Maybe that stance makes me a hard-ass. OK, so be it. The fact of the matter is, I make my living telling stories. I take it pretty seriously. Again — if you don’t want to write good fiction, go make a documentary. If it’s well-done, I’ll be first in line to watch it. I don’t quibble with people’s intentions or the necessity of exposing the evils of the world. But use the proper tools and use them properly.

Look, Boy Toy’s got child sexual abuse in it, OK? But when I talk about the book, I try to avoid talking about that because the book isn’t about child abuse. The abuse is a natural part of the story. It enhances the story and the story (hopefully) earns the rather raw and difficult images I bring to it. But the book is about a kid named Josh who’s trying to figure out how to move into the future when he can’t quite shake his past.
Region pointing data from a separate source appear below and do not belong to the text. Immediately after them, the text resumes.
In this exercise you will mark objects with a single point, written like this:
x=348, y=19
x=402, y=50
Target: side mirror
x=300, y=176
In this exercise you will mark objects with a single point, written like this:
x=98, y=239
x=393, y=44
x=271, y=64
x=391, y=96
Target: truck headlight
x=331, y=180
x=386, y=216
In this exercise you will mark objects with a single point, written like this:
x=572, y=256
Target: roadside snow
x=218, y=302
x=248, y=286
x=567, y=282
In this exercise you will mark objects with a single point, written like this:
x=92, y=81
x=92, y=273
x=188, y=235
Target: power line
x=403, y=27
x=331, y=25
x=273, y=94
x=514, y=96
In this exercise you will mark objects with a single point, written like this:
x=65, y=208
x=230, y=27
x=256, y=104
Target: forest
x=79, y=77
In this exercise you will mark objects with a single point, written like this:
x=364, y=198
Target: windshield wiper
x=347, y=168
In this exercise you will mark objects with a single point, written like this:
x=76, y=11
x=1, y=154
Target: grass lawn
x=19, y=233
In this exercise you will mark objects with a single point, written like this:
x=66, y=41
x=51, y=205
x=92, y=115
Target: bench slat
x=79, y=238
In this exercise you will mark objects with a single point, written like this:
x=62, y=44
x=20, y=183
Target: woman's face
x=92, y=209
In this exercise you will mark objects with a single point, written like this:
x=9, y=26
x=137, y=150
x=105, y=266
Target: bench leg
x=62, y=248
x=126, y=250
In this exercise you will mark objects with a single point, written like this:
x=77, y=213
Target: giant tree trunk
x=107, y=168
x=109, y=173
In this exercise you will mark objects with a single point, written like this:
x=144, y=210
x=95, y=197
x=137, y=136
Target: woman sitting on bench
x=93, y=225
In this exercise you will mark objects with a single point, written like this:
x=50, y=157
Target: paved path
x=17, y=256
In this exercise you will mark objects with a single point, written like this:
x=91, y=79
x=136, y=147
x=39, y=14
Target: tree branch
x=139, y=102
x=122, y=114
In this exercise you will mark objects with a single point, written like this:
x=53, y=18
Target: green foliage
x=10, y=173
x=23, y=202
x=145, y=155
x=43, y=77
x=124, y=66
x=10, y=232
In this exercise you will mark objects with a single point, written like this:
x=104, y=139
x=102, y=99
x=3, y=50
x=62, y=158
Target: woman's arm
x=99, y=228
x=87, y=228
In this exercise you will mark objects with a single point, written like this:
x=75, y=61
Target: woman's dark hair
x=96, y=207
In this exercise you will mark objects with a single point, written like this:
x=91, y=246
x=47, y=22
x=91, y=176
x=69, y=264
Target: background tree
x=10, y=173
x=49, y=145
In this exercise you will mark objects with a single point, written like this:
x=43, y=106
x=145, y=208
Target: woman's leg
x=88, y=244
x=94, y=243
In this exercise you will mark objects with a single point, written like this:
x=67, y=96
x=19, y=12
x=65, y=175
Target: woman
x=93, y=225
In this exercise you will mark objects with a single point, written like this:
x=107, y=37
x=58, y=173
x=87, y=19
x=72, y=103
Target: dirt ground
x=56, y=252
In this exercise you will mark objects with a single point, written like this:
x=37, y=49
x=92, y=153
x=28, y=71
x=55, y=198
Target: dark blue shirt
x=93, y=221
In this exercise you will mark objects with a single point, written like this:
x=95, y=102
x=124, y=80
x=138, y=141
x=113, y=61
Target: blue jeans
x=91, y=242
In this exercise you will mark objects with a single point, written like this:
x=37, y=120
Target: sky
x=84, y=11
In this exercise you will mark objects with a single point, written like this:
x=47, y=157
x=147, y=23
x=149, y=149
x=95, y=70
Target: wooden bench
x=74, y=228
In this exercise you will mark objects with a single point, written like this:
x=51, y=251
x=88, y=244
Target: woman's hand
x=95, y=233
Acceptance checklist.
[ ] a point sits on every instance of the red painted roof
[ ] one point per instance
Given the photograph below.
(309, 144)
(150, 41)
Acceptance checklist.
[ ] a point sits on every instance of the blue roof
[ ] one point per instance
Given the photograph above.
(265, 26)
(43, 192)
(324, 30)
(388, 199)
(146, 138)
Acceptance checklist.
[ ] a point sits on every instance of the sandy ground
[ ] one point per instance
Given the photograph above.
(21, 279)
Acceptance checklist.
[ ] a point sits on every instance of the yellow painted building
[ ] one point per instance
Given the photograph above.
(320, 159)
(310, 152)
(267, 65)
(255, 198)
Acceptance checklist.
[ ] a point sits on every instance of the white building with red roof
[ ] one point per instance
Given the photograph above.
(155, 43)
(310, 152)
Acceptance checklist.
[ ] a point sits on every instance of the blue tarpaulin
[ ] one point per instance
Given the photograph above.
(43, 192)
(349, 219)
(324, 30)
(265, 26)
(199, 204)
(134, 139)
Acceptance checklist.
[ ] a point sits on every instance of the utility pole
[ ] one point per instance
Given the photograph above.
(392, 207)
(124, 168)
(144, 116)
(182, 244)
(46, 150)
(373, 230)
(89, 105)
Looking for Alaska was a great grief book because it wasn’t about grief. It was about very specific kids dealing with grief in their own way. The Girl with the Silver Eyes was a great divorce story because it wasn’t about divorce — it was about how a specific character dealt with it. Wide Awake strikes a chord not because it stars young, gay political activists, but because it tells a timeless truth: stand up and be counted if you want to make a difference.

Robin’s own Evolution, Me, and Other Freaks of Nature is a great book not because it’s about evolution and fundamentalism, but rather because she’s crafted a credible, powerful character in Mena who strives to understand and to better herself. Quite frankly, the book could have been about Mena trying to figure out the Pythagorean Theorem as opposed to the Theory of Evolution and it would still be great because of Robin’s wit, devotion to her character, and attention to detail. When the book comes out, people will say, “It’s about evolution vs. intelligent design” because that’s a quick, sexy, controversial way to sum it up, but they’re wrong. Robin’s book is about a girl trying to reconcile her upbringing with what she feels (and fears!) may be the real truth of the world. The evolution stuff is window dressing. Gorgeous, well-crafted window dressing, to be sure, but what’s important is the window we’re looking through, not what surrounds it.
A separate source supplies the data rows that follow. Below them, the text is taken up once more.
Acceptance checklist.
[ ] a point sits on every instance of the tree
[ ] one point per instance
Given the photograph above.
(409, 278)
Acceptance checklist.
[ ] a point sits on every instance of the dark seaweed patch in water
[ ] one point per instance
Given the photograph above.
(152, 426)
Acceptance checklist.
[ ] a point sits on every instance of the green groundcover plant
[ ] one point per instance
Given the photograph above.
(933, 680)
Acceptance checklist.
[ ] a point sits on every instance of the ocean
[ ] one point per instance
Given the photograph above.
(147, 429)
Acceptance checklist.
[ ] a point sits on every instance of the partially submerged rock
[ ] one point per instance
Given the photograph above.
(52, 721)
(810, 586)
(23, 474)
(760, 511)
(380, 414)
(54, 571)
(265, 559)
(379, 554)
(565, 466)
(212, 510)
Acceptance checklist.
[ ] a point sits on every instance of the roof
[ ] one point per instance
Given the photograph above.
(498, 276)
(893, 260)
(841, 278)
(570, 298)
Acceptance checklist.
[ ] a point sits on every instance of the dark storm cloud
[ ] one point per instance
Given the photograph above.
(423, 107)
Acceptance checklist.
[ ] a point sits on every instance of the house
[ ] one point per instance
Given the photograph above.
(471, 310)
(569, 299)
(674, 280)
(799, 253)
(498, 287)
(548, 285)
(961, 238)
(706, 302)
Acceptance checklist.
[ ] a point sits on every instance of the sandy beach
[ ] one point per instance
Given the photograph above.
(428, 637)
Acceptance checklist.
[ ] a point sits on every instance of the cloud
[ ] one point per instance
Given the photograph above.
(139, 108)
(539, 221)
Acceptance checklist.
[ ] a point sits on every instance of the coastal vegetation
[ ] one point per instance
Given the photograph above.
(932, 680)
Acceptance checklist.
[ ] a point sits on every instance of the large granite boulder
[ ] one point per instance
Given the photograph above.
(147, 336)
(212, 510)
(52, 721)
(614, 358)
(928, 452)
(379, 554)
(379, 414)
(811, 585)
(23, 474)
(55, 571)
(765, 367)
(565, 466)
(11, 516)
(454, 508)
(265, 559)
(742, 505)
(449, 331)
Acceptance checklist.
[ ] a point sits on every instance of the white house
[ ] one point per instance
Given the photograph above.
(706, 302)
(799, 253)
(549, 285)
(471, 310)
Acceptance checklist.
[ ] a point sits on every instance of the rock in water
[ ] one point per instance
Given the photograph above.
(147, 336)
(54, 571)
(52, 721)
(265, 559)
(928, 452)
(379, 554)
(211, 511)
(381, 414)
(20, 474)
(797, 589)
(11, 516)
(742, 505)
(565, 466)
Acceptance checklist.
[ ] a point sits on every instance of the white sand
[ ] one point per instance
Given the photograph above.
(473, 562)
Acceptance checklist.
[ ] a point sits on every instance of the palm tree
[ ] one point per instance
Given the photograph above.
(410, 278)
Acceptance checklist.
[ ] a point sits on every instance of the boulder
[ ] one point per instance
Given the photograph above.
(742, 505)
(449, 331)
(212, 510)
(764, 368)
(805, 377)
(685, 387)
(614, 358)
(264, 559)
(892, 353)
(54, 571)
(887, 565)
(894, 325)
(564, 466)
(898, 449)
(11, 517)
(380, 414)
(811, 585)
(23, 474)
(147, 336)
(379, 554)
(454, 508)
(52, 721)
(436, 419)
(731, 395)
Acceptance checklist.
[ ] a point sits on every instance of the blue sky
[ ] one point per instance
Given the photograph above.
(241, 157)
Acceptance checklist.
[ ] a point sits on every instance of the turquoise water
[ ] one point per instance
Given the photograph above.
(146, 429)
I’ve blathered on a lot here, and people are going to assume that I hate specific books and specific types of books, and nothing could be further from the truth. I just worry when I hear someone say, “Oh, Book X is so amazing! It’s about Controversial Subject #30, and I can’t believe Author Y was so courageous to write about it!” I immediately think, Yeah, but is it a good story?

Because, again, someone could probably get a lot of attention writing that Kid on Kid book (coming Fall 2009!). But fiction doesn’t exist just to bring “issues” to light. It has to have its own internal reason for “living.”

Again: a lot of blather. What it boils down to is this — The story is what matters. If the story tackles an issue, great. But don’t reward a bad story just because it touches on difficult subject matter. Save your kudos for those who touch a live wire and do it well.